EnCoD: Distinguishing Compressed and Encrypted File Fragments
This addresses a critical issue for security practitioners in ransomware detection and digital forensics, but it is incremental as it builds on prior work to improve accuracy.
The paper tackled the problem of distinguishing encrypted file fragments from compressed ones, which is crucial for security applications, by showing that existing statistical tests fail even for large fragments and proposing EnCoD, a learning-based classifier that reliably distinguishes them starting from 512-byte fragments and outperforms state-of-the-art methods.
Reliable identification of encrypted file fragments is a requirement for several security applications, including ransomware detection, digital forensics, and traffic analysis.
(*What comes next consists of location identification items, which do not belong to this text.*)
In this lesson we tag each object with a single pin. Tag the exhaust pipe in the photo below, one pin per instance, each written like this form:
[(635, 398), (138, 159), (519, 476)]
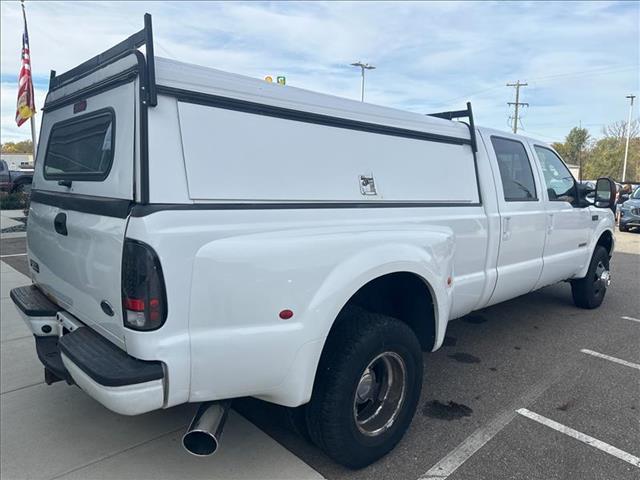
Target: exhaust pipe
[(203, 435)]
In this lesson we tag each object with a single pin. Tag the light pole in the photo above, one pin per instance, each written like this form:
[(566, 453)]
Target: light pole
[(363, 67), (626, 148)]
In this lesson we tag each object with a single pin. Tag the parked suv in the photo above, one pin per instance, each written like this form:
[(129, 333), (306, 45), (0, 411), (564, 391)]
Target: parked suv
[(197, 236), (12, 181)]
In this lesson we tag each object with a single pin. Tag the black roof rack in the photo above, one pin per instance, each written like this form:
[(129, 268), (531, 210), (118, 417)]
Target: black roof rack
[(455, 114), (122, 49)]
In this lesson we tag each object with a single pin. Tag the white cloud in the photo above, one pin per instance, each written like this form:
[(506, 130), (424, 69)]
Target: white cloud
[(430, 56)]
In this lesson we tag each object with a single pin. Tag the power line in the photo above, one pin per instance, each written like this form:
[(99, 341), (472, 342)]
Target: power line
[(517, 103), (592, 72)]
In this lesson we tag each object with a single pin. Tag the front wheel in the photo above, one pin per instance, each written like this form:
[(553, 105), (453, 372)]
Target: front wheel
[(367, 388), (588, 292)]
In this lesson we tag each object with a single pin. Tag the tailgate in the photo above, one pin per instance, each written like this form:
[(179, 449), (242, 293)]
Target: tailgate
[(83, 186)]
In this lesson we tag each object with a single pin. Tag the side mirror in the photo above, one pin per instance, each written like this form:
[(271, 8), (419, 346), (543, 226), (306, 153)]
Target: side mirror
[(605, 194)]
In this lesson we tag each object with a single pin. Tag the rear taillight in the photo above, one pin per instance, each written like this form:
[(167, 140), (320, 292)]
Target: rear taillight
[(144, 300)]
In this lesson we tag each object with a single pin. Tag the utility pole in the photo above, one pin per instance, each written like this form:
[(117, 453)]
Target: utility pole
[(580, 159), (517, 103), (363, 67), (626, 148)]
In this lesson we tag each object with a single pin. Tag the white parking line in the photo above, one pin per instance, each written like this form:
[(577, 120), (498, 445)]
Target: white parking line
[(611, 359), (630, 318), (474, 442), (584, 438)]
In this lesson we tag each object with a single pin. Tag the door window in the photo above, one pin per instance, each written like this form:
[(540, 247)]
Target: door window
[(515, 170), (557, 177), (81, 148)]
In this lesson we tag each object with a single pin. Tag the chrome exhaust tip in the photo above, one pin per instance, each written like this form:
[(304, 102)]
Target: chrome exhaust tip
[(202, 438)]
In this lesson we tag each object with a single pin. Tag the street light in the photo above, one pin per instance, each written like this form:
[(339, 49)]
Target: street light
[(626, 148), (363, 67)]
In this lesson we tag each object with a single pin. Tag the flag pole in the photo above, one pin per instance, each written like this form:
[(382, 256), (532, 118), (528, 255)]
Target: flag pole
[(33, 137)]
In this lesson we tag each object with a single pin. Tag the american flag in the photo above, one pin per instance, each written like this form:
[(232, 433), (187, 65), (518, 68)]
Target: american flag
[(26, 104)]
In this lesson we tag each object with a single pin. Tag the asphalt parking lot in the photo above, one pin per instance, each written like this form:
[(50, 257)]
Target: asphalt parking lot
[(530, 389)]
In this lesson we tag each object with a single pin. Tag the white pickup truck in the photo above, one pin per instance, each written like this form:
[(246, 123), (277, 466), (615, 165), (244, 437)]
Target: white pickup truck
[(198, 236)]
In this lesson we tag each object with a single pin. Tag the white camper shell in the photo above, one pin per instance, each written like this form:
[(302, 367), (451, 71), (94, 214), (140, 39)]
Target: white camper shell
[(197, 236)]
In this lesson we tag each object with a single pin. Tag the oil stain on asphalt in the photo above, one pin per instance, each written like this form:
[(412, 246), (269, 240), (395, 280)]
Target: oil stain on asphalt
[(449, 341), (464, 357), (444, 411)]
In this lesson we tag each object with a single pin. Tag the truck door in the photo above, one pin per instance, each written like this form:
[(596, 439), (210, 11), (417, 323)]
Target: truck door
[(568, 226), (522, 216)]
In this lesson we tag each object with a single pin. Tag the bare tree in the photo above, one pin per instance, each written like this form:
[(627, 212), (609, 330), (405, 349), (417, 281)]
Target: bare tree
[(619, 129)]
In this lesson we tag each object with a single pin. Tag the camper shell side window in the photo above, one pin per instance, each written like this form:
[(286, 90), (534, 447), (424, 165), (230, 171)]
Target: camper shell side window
[(81, 148)]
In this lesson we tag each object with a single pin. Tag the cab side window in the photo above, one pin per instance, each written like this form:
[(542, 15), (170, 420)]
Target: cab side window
[(558, 180), (515, 170)]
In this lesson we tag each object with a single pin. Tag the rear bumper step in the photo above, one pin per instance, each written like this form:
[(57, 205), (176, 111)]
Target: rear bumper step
[(104, 362), (120, 382), (32, 302)]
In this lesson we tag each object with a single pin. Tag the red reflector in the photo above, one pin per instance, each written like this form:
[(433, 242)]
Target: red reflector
[(134, 304), (80, 106)]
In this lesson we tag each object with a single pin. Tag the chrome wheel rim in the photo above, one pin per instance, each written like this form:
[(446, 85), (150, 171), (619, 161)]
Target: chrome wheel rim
[(602, 278), (380, 394)]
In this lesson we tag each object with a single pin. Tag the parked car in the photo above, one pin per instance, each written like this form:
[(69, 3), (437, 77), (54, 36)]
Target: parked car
[(630, 212), (197, 236), (12, 181)]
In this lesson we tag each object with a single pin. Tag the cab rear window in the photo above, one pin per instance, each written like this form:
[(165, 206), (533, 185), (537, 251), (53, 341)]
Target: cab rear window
[(81, 148)]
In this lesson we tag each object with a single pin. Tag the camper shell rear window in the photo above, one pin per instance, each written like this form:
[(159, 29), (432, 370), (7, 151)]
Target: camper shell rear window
[(81, 148)]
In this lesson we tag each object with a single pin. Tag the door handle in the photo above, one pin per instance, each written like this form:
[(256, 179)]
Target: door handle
[(60, 224)]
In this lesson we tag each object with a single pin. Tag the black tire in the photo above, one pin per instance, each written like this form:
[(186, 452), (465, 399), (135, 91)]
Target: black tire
[(589, 292), (359, 340)]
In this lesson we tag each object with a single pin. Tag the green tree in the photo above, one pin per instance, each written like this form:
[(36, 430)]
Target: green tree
[(575, 144), (607, 157)]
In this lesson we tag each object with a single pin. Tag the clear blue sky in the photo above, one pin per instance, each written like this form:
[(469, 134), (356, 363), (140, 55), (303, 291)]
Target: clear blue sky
[(580, 59)]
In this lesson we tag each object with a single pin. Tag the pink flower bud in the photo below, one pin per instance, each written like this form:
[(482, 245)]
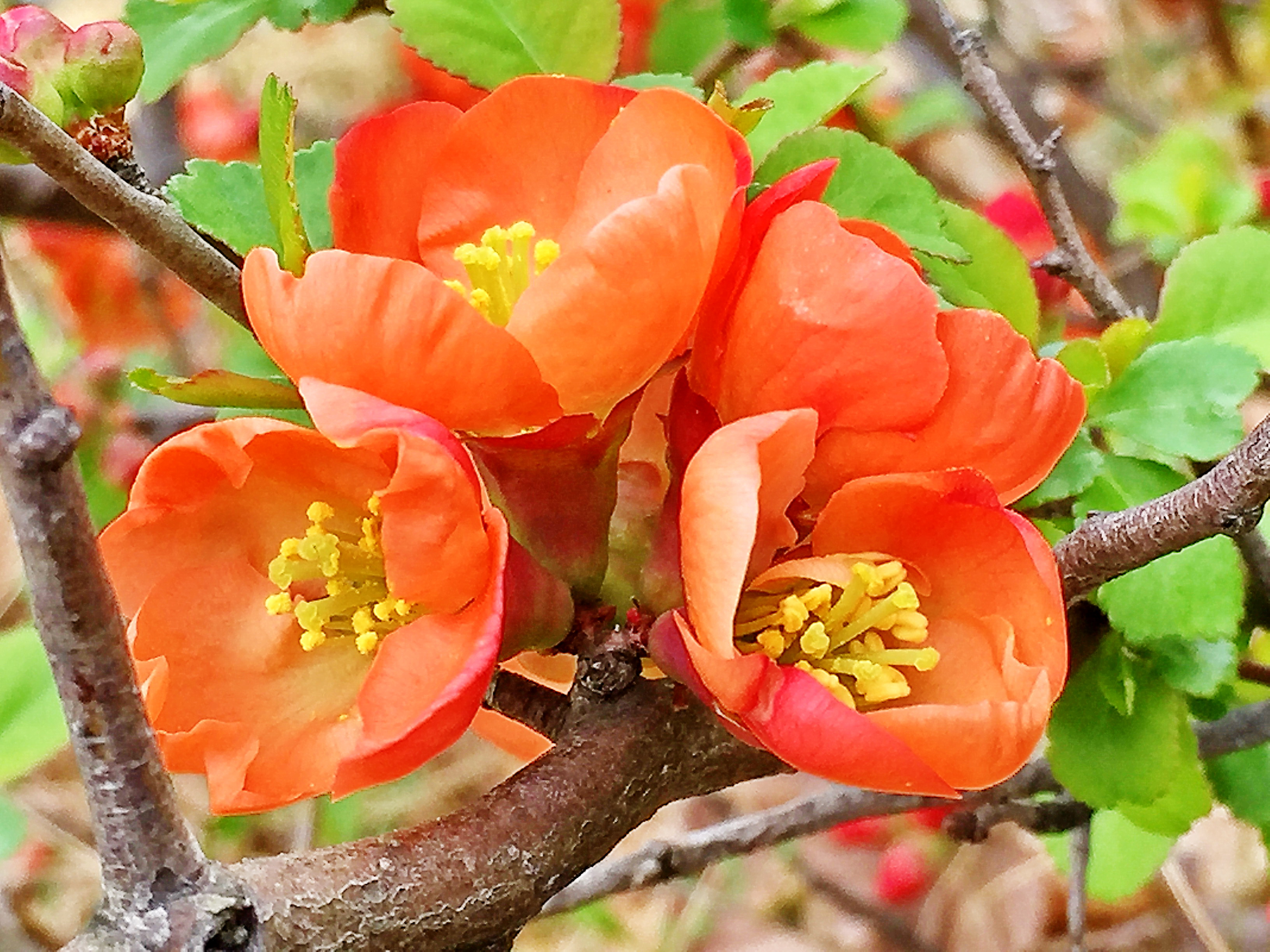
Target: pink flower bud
[(103, 65)]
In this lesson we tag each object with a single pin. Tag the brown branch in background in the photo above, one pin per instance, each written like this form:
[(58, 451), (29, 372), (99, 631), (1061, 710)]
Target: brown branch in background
[(149, 856), (1226, 500), (1071, 259), (1079, 855), (153, 224)]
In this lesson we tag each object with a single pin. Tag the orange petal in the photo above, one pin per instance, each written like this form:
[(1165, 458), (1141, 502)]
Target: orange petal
[(804, 725), (605, 318), (736, 492), (427, 683), (266, 720), (391, 329), (383, 167), (1004, 413), (830, 320), (515, 157)]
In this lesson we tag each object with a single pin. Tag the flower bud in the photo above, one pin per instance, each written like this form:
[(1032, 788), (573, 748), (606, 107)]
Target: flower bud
[(103, 65)]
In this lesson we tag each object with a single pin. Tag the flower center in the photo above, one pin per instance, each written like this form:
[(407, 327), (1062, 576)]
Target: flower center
[(500, 271), (835, 634), (333, 582)]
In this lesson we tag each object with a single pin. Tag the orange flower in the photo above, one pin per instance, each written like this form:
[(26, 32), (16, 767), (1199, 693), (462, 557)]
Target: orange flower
[(914, 643), (835, 317), (312, 611), (542, 254)]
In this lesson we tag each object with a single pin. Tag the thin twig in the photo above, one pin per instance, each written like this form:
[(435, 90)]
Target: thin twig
[(149, 856), (153, 224), (1079, 854), (1226, 500), (1071, 259)]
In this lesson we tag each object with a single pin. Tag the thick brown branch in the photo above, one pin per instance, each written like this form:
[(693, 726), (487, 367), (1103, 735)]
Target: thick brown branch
[(1039, 162), (1226, 500), (149, 856), (149, 221), (474, 878)]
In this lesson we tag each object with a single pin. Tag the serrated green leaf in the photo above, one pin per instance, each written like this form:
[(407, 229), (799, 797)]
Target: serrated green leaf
[(1074, 472), (802, 100), (1180, 398), (13, 827), (996, 277), (489, 42), (1197, 593), (1217, 287), (279, 173), (220, 389), (1104, 757), (747, 22), (228, 200), (658, 80), (1188, 186), (870, 182), (1194, 665), (688, 33), (1123, 857), (867, 26), (177, 37), (31, 718)]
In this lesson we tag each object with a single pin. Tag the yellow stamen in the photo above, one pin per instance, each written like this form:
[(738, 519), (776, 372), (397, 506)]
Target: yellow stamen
[(345, 563), (498, 270), (836, 633)]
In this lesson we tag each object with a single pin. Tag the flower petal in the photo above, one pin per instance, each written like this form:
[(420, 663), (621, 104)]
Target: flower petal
[(804, 725), (736, 492), (391, 329), (383, 167), (1004, 413), (830, 320)]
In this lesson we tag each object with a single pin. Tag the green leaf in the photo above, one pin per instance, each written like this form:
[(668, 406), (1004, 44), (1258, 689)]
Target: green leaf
[(802, 100), (872, 182), (31, 718), (220, 389), (658, 80), (1188, 186), (178, 36), (867, 26), (279, 173), (1108, 758), (1074, 472), (228, 200), (13, 827), (492, 41), (997, 276), (688, 33), (1197, 593), (1196, 665), (747, 22), (1180, 398), (1217, 287), (1123, 857)]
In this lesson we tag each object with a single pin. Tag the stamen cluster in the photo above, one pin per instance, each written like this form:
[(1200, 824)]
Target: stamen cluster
[(835, 634), (357, 602), (500, 271)]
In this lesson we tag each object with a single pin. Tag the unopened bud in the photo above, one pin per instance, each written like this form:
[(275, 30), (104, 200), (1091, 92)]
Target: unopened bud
[(103, 65)]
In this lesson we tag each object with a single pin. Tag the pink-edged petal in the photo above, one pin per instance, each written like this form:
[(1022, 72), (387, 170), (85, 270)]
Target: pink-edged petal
[(391, 329), (427, 683), (736, 492), (830, 320), (1004, 413), (383, 167), (804, 725)]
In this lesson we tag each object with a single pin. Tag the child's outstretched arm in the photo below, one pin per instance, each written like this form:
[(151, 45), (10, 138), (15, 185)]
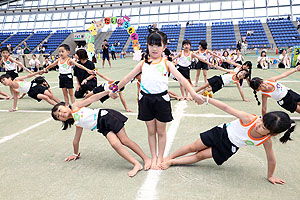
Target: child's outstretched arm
[(91, 99), (21, 64), (29, 75), (73, 62), (271, 163), (51, 65), (285, 74), (245, 117), (104, 77), (76, 141), (241, 91), (124, 102), (185, 83), (202, 60)]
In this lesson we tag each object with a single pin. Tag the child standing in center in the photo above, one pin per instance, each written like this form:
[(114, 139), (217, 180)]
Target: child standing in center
[(65, 72), (154, 101)]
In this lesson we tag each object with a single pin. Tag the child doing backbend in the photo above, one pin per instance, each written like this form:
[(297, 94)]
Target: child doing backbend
[(154, 101), (184, 61), (37, 89), (65, 72), (107, 121), (223, 141), (217, 82), (286, 98)]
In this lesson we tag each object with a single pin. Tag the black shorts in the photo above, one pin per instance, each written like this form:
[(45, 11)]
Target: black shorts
[(110, 120), (89, 86), (222, 147), (216, 83), (155, 106), (105, 56), (36, 89), (185, 71), (99, 89), (66, 81), (202, 65), (12, 74), (290, 101)]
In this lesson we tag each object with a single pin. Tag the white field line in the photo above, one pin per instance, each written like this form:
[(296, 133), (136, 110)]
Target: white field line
[(9, 137), (148, 190)]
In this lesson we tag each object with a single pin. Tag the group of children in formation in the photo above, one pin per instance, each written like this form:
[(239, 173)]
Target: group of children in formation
[(154, 107)]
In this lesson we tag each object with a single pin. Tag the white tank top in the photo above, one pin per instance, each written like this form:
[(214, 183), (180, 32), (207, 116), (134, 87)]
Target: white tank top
[(154, 79), (203, 54), (9, 65), (65, 67), (239, 133), (185, 60), (228, 79), (86, 118), (23, 86), (279, 91)]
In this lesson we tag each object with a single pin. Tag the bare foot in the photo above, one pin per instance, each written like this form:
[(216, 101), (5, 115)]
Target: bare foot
[(147, 163), (165, 165), (135, 170), (153, 163)]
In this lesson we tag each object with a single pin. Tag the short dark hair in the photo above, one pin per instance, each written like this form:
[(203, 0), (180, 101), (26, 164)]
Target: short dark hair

A popular approach consists of estimating high entropy as a proxy for randomness. However, many modern content types (e.g. office documents, media files, etc.) are highly compressed for storage and transmission efficiency. Compression algorithms also output high-entropy data, thus reducing the accuracy of entropy-based encryption detectors. Over the years, a variety of approaches have been proposed to distinguish encrypted file fragments from high-entropy compressed fragments. However, these approaches are typically only evaluated over a few, select data types and fragment sizes, which makes a fair assessment of their practical applicability impossible. This paper aims to close this gap by comparing existing statistical tests on a large, standardized dataset. Our results show that current approaches cannot reliably tell apart encryption and compression, even for large fragment sizes. To address this issue, we design EnCoD, a learning-based classifier which can reliably distinguish compressed and encrypted data, starting with fragments as small as 512 bytes. We evaluate EnCoD against current approaches over a large dataset of different data types, showing that it outperforms current state-of-the-art for most considered fragment sizes and data types.